The project, which was five years (and hundreds of rats) in the making, began with Wright Cheney's fascination with insects, mainly what we choose to display in an insectarium and what we eliminate. Invasion and transgression are two themes that recurred, and Wright Cheney's focus eventually shifted to rats. "These are the creatures we go to a lot of trouble, spend a lot of money and use a lot of harsh chemicals to keep them from places we live," she says. "Yet they're really enjoyed and admired as pets, we use them in laboratory research, they help us understand the world. We're really quite embedded with rats."

Exploring these ideas, Wright Cheney became embedded with her handmade rats, their differing pelts created from donated vintage fur coats in (fellow rodent) mink, mouton, rabbit, squirrel, Persian lamb and seal. Wet felted tails and tiny pink ears cap off the "essential rat body—that hump," Wright Cheney says.

"Many things occurred to me as I was making these but one in particular was that I was kind of doing this in reverse, I was taking a fur coat and skinning it, taking out the lining, stripping away everything but the pelt and re-fashioning an animal body, it's an interesting kind of reverse process."

Cellar addresses issues of consumption. The rats clothed in luxurious, coveted furs, serve as a reminder of our own gluttony. "One of the things that I've come to realize—and I don't want to make any big claims to this—but the thing that is so fascinating with rats is that their presence signifies our excess," Wright Cheney says. "They thrive where we thrive, they followed humans as humans begin to live in cities and have waste. The rats are as opportunistic as we are, and it worked out for them. They displace indigenous species, they do all the things that we do."
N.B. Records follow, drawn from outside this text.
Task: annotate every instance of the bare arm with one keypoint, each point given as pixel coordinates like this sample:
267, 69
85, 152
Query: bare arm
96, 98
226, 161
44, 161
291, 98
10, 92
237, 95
The AGNS is Cellar's second stop, after Fredericton's Beaverbrook Art Gallery, and Wright Cheney points out that as a port city, Halifax viewers have a lot more rat stories to share than her New Brunswick audience. AGNS chief curator Sarah Fillmore mentions Lezlie Lowe's 2008 Coast cover story, "Rat City," in her essay in Wright Cheney's exhibit publication, highlighting their sneaky ubiquitousness.

"Anthropologist Mary Douglas said 'dirt is matter out of place,'" says Wright Cheney. "I used that to talk about vermin, I've used the phrase 'vermin nature is out of place.'" Out of place everywhere but in Cellar.